Proxy voting allows someone to vote on behalf of another person, commonly used in lawmaking, elections, and corporate shareholder meetings. It is allowed in some countries for elections but prohibited in the US. Shareholders who cannot attend a meeting can submit proxies through paper or online ballots.
Proxy voting is a process that allows one person to authorize someone else to vote on their behalf. It is most commonly used by lawmakers in lawmaking, elections, and corporate shareholder meetings. This type of voting is recognized by a number of popular order rules, including Riddick’s Rules of Parliamentary Procedure, but is prohibited by others, such as the Standard Code of Parliamentary Procedure. Such rules are normally adopted by an organization at its inception.

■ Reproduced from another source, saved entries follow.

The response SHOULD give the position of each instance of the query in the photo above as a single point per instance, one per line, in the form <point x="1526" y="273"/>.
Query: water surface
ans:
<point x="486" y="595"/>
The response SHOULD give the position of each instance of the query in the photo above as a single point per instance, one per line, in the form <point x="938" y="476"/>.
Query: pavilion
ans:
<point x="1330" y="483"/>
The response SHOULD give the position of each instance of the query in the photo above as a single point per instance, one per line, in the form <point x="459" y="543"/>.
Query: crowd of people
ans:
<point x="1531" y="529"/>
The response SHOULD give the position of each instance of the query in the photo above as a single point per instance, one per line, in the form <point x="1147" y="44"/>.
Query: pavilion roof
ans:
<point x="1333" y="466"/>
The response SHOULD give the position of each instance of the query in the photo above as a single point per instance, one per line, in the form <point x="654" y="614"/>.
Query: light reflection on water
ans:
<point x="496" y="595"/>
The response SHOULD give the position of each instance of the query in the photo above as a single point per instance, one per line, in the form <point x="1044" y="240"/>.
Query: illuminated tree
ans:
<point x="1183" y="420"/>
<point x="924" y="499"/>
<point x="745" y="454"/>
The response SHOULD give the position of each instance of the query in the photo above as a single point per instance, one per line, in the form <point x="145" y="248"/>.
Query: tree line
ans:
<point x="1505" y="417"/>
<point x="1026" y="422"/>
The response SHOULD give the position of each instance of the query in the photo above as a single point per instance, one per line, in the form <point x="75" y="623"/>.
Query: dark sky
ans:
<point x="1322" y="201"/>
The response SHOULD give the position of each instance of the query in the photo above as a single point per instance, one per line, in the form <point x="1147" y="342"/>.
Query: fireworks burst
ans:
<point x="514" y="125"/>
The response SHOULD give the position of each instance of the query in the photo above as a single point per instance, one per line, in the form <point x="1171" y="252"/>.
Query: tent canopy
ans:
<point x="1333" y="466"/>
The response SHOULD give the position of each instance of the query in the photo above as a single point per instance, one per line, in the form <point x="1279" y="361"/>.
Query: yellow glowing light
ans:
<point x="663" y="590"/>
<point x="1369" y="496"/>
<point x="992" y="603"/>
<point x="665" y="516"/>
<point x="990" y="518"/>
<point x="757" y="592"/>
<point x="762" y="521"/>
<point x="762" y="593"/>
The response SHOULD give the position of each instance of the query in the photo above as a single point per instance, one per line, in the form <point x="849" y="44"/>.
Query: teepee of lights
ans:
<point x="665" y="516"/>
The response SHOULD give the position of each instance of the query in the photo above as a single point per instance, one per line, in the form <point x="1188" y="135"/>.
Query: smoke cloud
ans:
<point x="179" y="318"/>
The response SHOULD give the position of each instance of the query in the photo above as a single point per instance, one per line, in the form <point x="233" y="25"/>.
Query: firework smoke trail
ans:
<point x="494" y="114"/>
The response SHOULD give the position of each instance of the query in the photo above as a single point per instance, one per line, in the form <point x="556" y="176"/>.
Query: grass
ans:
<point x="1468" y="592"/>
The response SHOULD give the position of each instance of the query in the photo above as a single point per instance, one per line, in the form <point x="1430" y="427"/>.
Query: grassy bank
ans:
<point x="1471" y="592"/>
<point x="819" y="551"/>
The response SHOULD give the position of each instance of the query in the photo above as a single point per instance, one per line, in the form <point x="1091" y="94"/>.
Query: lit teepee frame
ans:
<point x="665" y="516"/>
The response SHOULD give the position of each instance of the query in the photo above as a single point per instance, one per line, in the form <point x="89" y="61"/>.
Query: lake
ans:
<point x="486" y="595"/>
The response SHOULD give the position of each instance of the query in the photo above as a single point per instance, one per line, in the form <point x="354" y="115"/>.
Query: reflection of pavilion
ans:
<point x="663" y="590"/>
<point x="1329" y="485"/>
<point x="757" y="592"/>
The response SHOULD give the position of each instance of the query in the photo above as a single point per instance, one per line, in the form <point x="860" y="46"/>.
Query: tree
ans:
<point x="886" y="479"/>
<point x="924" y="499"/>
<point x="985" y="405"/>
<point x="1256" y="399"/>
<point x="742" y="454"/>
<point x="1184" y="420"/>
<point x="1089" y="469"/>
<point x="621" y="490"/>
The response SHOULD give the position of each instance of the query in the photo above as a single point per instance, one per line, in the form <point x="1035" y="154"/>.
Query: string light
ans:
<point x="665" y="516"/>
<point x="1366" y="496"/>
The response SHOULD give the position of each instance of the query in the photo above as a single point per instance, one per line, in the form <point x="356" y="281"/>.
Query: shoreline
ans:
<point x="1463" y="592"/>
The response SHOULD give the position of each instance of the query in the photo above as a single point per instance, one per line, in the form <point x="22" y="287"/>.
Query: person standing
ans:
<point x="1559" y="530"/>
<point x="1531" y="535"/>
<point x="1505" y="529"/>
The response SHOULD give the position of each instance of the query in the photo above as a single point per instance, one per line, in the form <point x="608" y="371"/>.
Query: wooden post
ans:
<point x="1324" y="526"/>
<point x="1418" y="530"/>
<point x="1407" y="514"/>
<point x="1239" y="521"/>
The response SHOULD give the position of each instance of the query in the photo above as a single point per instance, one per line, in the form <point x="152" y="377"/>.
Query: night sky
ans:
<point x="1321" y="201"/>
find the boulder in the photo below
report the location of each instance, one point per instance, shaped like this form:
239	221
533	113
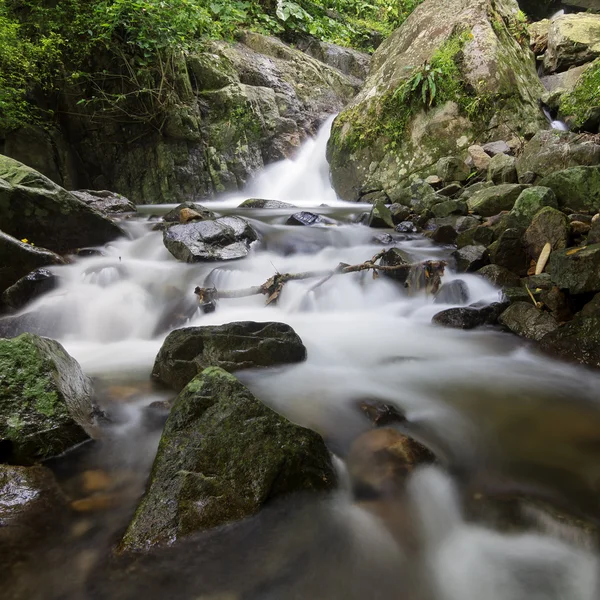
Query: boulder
551	151
530	202
45	400
223	455
20	258
491	201
104	201
502	169
548	226
234	346
28	288
576	269
226	238
526	320
379	141
577	188
35	208
572	40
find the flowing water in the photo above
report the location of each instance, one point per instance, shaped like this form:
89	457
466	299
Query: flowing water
509	426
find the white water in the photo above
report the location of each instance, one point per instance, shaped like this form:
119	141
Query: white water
475	397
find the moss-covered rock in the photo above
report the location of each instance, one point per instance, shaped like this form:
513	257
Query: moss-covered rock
45	399
486	88
577	188
35	208
223	455
234	346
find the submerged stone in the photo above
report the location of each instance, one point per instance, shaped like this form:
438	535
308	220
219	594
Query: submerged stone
223	455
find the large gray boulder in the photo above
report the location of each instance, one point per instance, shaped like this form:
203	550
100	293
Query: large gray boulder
35	208
226	238
45	399
380	139
223	455
233	346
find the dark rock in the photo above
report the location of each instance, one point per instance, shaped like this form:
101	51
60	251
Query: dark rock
104	201
526	320
45	399
17	259
234	346
469	317
491	201
453	292
548	225
31	286
471	258
576	269
35	208
577	188
223	455
227	238
262	203
509	252
499	276
576	341
175	215
304	218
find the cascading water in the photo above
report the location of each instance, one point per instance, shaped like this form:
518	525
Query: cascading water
501	417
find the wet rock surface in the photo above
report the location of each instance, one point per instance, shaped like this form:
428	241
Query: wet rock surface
234	346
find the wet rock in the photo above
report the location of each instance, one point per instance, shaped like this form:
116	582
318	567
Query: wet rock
576	341
550	151
548	226
104	201
35	208
453	292
491	201
499	276
471	258
469	317
305	219
530	202
227	238
451	168
502	169
577	188
202	213
31	286
234	346
509	252
18	259
526	320
576	269
262	203
380	216
380	461
223	455
45	400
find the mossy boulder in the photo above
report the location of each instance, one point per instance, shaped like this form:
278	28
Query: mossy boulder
17	259
223	455
35	208
491	201
234	346
487	89
226	238
576	269
45	400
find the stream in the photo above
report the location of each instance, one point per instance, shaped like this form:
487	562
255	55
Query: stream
508	425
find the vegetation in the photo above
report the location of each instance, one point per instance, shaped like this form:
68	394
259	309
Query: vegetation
121	58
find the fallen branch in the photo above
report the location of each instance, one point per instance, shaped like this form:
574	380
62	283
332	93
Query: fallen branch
428	272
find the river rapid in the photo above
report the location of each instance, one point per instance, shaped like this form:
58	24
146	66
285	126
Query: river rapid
505	422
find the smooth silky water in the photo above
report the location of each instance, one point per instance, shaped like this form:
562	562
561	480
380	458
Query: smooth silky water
503	420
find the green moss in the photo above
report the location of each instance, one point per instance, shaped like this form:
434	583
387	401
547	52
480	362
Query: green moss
579	104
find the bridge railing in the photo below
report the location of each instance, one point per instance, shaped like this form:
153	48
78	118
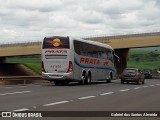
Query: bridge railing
13	44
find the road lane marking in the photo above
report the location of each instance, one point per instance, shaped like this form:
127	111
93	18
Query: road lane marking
137	88
8	87
56	103
107	93
124	90
145	86
15	93
82	98
19	110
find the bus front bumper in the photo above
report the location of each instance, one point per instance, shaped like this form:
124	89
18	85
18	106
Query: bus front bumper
57	76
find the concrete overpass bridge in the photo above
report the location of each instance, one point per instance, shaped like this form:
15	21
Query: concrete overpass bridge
121	44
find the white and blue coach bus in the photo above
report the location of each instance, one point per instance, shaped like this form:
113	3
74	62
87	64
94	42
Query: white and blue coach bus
67	59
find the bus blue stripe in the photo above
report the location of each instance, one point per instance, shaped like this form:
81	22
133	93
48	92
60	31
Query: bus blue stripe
95	67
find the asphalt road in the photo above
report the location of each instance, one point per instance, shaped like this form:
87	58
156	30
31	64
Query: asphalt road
98	96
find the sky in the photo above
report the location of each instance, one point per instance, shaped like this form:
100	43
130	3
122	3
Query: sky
32	20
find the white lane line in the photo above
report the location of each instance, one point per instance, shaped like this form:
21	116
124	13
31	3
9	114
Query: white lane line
103	84
56	103
124	90
15	93
22	86
107	93
20	110
145	86
82	98
137	88
8	87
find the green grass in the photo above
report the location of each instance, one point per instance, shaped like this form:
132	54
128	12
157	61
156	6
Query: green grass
144	59
33	63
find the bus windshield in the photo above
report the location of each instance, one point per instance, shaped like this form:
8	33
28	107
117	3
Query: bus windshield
56	43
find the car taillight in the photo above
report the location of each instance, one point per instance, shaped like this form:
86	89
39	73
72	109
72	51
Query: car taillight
70	67
42	65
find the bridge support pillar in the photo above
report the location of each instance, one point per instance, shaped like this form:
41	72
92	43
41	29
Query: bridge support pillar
2	59
123	55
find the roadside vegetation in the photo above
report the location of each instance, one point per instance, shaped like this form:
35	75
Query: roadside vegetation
144	59
32	62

In elected government, proxy voting is often used in the committee process to allow lawmakers to vote on bills and resolutions in absentia. While the specific rules often vary between governments and committees, typically, a legislator who expects to lose a committee vote must submit their proxy vote to the chairman or committee staff, in writing, before the vote takes place . A proxy vote does not count towards a committee’s quorum, so there must be enough members present to establish a quorum before those votes on a particular question can be counted.
A number of countries around the world allow proxy voting in elections. It is commonly used by active duty soldiers and other citizens who know they will not be present at election time to vote in person. Detractors argue, however, that it is also exploited as a way for males to vote for female relatives, and otherwise increases the likelihood of voter fraud. While various jurisdictions in the United States have historically allowed it, it is currently prohibited by federal law. A similar but fundamentally different procedure called postal voting is permitted.
In the corporate world, shareholders have a say in how a company is run. Votes are typically taken on various matters at an annual meeting of shareholders, and matters can range from electing board members to allocating funds for non-commercial charities. Typically, shareholders get one vote per share, although some special shares, such as preferred stock, are worth more than one vote.
Many people own shares in a company based on, literally, the other side of the world. Therefore, it may be impossible to actually attend a shareholder meeting. This is especially true with those who own only a small number of shares in a company and whose investment therefore does not guarantee travel expenses.
Shareholders who are unable to attend a voting meeting in person may, therefore, submit proxies for their shares. This is usually done by submitting paper ballots in advance or, increasingly, by voting online. Agendas and voting forms are typically mailed to shareholders weeks before the meeting, with instructions on how to attend. Shareholders who have not voted in person or by proxy are considered abstentions.